Logstash throws runtime exception while parsing huge XML

Hello,

In Logstash I am trying to replace a prefix in the XML which is not having any definition and then indexing it to elastic. Receiving error while parsing some huge XMLs. I would be requiring the full XML to be stored in elastic for analytics. PFB error snippet & yml file for Logstash configuration.

Error -

exception=>#<RuntimeError: entity expansion has grown too large>, :backtrace=>["uri:classloader:/META-INF/jruby.home/lib/ruby/stdlib/rexml/text.rb:399:in block in unnormalize'", "org/jruby/RubyString.java:3056:in gsub'", "uri:classloader:/META-INF/jruby.home/lib/ruby/stdlib/rexml/text.rb:396:in unnormalize'"`

input {
      beats {
        port => "61000"
        client_inactivity_timeout => 3600
      }
    }
    filter{
        mutate{
            gsub => [
                "message", "<L:", "<",
                "message", "</L:", "</",
                "message", "&lt;L:", "&lt;",
                "message", "&lt;/L:", "&lt;/"
            ]
        }
        xml{
            source => "message"
            store_xml => true
            xpath => ["//RECORD/Name/text()","capability","//RECORD/DATE/text()","message_date","//RECORD/TIME/text()","message_time"]
            target => "xml_message"
        }

        grok {
            match => ["message_date", "(?<month>20.{5})"]
        }

        mutate {
            lowercase => [ "capability" ]
            add_field => {
            "message_dateTime" => "%{message_date}T%{message_time}"
            }
            remove_field => ["message_date","message_time","host"]
        }
    }
    output {
      elasticsearch {
                hosts => ["XXXXXX"]
                index => "%{capability}_%{+YYYY_ww}"
        }
    }

Kindly let me know if there is a possibility to increase any parameter value to make huge XMLs parse or any workaround for this please.

Cheers,
Maadavan

The error is occurring in the rexml library, which is used by the XmlSimple library that the logstash xml filter uses. The default limit on the size of an XML entity is 10 KB. Note that, as far as I can see, the problem is not the size of the XML document, it is the size of an entity within that document.
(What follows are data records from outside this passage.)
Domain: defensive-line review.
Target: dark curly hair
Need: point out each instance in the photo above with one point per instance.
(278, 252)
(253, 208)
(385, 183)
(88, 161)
There is no way to pass rexml configuration options to the xml filter.

The limit is a class variable. So let me say that it would be a terrible, terrible idea to use a ruby filter to set it before calling the xml filter. Do not do it.

If you do not actually need to store the entire document then if you use the xpath option the XML is parsed using nokogiri instead of XmlSimple. That may not have the same limits.

Hello @Badger,

Thanks for your swift reply. Few queries please.

  1. rexml library is used in XML filter only because ruby filter (in this case mutate gsub) is used prior to XML filter?

  2. If yes for the above query , I am using it to replace the invalid namespace prefix present in "message", is there a way to achieve the same without having ruby filter before XML filter?

  3. Would not be able to provide XPath for nodes to parse since many API transaction logs are being pushed to elastic using logstash, so not feasible to provide all the tag names. Any other workaround please?

  4. Would there be an end difference of storing message as xml instead of text during aggregation in Kibana? Because as a text I am able to index all these XMLs but since it is huge not able to process aggregation on those messages fields.

Cheers,
Maadavan

No, the rexml library is used whenever you set the store_xml option to true.

@Badger,

So no other option available to store the full XML? Only option is to strip out the XML tags is it?

Cheers,
Maadavan

Logstash Team,

How to avoid getting the below error? I cannot strip the XMLs, I would need the entire XML to be in elastic for aggregations.

RuntimeError: entity expansion has grown too large

Cheers,
Maadavan